Le contó su romance con el príncipe Andréi, su llegada a Otrádnoie y hasta le mostró su última carta.

—¿Estás contento?— preguntaba. —Ahora soy feliz y estoy tranquila.

—¡Muy contento!— respondió Nikolái. —Es un hombre excelente. Y tú, ¿estás muy enamorada?

—¿Cómo te diría? Estuve enamorada de Borís, del profesor, de Denísov, pero ahora no es nada de eso. Estoy ahora tan feliz, tan tranquila. Sé que no hay personas mejores que él y me siento segura, serena. Es completamente distinto de lo de antes…

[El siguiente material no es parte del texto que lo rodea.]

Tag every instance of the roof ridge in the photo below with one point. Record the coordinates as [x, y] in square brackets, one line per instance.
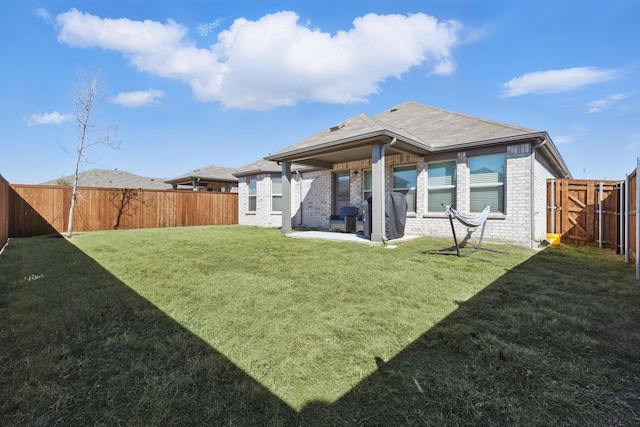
[455, 113]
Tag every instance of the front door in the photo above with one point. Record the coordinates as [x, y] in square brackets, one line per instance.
[342, 190]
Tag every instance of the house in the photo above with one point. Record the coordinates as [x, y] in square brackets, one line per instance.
[106, 178]
[260, 193]
[211, 178]
[430, 155]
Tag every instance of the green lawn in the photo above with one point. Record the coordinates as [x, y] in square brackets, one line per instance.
[243, 326]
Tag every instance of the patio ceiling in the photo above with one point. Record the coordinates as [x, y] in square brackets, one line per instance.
[359, 149]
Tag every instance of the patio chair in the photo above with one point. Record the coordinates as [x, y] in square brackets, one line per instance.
[345, 221]
[472, 224]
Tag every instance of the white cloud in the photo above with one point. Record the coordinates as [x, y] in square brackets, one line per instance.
[605, 103]
[206, 29]
[577, 132]
[54, 118]
[275, 61]
[557, 80]
[138, 98]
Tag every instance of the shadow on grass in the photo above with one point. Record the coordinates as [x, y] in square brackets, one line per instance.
[535, 347]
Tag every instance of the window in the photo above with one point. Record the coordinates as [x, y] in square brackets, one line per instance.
[276, 194]
[441, 185]
[405, 179]
[368, 185]
[486, 182]
[252, 194]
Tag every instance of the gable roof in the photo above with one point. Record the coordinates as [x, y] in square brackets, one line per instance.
[416, 129]
[263, 166]
[209, 173]
[106, 178]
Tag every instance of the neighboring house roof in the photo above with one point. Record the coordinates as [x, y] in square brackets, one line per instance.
[208, 174]
[418, 129]
[106, 178]
[263, 166]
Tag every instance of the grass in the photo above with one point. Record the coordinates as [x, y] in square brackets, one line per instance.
[242, 326]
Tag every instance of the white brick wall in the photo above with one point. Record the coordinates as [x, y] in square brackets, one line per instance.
[312, 201]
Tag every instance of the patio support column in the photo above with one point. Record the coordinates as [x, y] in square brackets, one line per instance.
[286, 198]
[377, 191]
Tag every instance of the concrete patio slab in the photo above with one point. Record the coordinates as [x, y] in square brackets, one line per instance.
[345, 237]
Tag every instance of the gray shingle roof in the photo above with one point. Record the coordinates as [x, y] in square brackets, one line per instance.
[112, 179]
[210, 173]
[429, 127]
[266, 166]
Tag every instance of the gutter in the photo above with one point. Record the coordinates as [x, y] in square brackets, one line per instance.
[532, 201]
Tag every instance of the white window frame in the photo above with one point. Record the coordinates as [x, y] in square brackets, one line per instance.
[366, 193]
[252, 194]
[275, 194]
[450, 187]
[499, 185]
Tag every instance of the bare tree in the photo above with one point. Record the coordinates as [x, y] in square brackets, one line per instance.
[87, 94]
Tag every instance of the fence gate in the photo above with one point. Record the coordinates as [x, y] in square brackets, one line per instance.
[584, 212]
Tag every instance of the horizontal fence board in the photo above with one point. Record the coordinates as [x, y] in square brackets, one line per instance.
[36, 210]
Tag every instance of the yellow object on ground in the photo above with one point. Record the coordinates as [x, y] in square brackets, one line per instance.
[553, 238]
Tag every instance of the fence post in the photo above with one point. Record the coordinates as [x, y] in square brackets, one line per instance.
[637, 219]
[627, 218]
[600, 206]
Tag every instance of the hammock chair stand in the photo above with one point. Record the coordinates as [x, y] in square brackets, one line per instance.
[472, 224]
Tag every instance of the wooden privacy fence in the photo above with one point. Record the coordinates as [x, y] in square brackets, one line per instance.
[584, 212]
[36, 210]
[598, 213]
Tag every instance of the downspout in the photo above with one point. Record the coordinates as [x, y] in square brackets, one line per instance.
[627, 219]
[532, 201]
[300, 196]
[382, 213]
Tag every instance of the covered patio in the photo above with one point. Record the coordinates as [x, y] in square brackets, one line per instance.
[359, 138]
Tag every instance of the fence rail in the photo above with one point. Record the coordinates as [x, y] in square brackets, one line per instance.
[36, 210]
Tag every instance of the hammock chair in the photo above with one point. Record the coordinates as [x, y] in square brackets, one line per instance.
[472, 223]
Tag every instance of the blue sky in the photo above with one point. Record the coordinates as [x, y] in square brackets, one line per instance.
[198, 83]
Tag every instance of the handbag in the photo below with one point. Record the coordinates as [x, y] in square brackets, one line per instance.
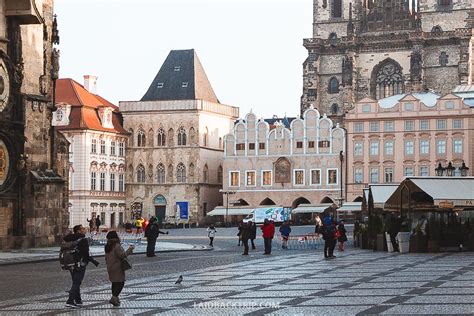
[126, 265]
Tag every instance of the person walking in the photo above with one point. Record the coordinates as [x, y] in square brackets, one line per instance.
[82, 257]
[152, 232]
[268, 231]
[285, 231]
[114, 254]
[211, 233]
[342, 235]
[246, 233]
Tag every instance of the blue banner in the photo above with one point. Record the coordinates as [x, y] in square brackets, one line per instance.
[183, 209]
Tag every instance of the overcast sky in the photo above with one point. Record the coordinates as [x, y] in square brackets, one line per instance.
[251, 50]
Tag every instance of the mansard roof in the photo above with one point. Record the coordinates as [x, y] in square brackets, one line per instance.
[181, 77]
[85, 108]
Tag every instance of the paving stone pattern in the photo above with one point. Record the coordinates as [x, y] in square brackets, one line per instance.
[357, 282]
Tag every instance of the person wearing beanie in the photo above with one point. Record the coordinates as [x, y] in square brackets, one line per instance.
[114, 254]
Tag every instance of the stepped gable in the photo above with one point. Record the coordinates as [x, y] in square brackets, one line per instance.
[181, 77]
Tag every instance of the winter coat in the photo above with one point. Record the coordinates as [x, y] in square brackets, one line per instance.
[268, 230]
[113, 259]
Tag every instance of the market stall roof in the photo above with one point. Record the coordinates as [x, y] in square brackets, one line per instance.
[350, 206]
[311, 208]
[230, 211]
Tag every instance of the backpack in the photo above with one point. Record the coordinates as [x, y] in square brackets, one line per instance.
[69, 254]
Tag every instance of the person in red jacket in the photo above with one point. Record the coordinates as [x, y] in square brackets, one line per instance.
[268, 230]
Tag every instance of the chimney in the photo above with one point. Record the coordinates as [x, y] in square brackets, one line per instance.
[90, 83]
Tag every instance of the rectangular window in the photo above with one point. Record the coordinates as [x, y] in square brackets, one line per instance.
[121, 183]
[358, 178]
[102, 181]
[374, 148]
[358, 127]
[112, 182]
[315, 176]
[457, 146]
[374, 126]
[93, 181]
[332, 176]
[298, 177]
[424, 171]
[388, 126]
[389, 148]
[388, 175]
[112, 148]
[441, 124]
[266, 177]
[441, 147]
[409, 125]
[409, 147]
[374, 175]
[358, 148]
[424, 125]
[250, 178]
[457, 123]
[424, 147]
[408, 172]
[234, 179]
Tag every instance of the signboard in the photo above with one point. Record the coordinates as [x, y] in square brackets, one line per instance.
[183, 209]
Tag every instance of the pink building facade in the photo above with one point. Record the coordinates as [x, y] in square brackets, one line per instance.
[407, 135]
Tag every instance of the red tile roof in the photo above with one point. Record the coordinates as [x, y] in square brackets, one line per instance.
[85, 108]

Nikolái no ocultó su descontento por el aplazamiento de la boda; pero Natasha atacó vivamente a su hermano, demostrándole que no podía ser de otro modo, que habría estado muy mal entrar en la familia contra la voluntad del padre y que ella misma lo deseaba así.

—No comprendes nada, nada— dijo, por último.

Nikolái calló y le dio la razón.

A menudo la miraba con asombro. Natasha no le parecía una novia enamorada separada de su prometido. Estaba tranquila y alegre, exactamente igual que antes. Eso sorprendía a Nikolái y hasta lo inducía a mirar con desconfianza el compromiso con Bolkonski. No creía que la suerte de su hermana se hubiera decidido ya, tanto más por no haber visto al príncipe Andréi con ella. Le parecía siempre que en aquel futuro matrimonio había algo que fallaba.

“¿Por qué retrasarlo? ¿Por qué no hacer público el compromiso?”, pensaba el joven. Una vez, mientras hablaba con su madre acerca de Natasha, comprendió, extrañado y en parte satisfecho, que su madre, como él, veía con cierta desconfianza aquel matrimonio.

—Ya ves— decía la condesa, enseñando a su hijo una carta del príncipe Andréi, con esa oculta hostilidad de cada madre hacia la futura felicidad conyugal de su hija. —Ya ves, dice que no puede venir antes de diciembre. ¿Qué puede retenerlo tanto? Probablemente su enfermedad. No tiene buena salud. Pero no hables de eso con Natasha. Y no creas en su alegría: son sus últimos días de soltera, yo sé cómo se pone cuando recibe carta de él. Aunque con la ayuda de Dios, todo irá bien— terminaba siempre la condesa. —Es una persona excelente.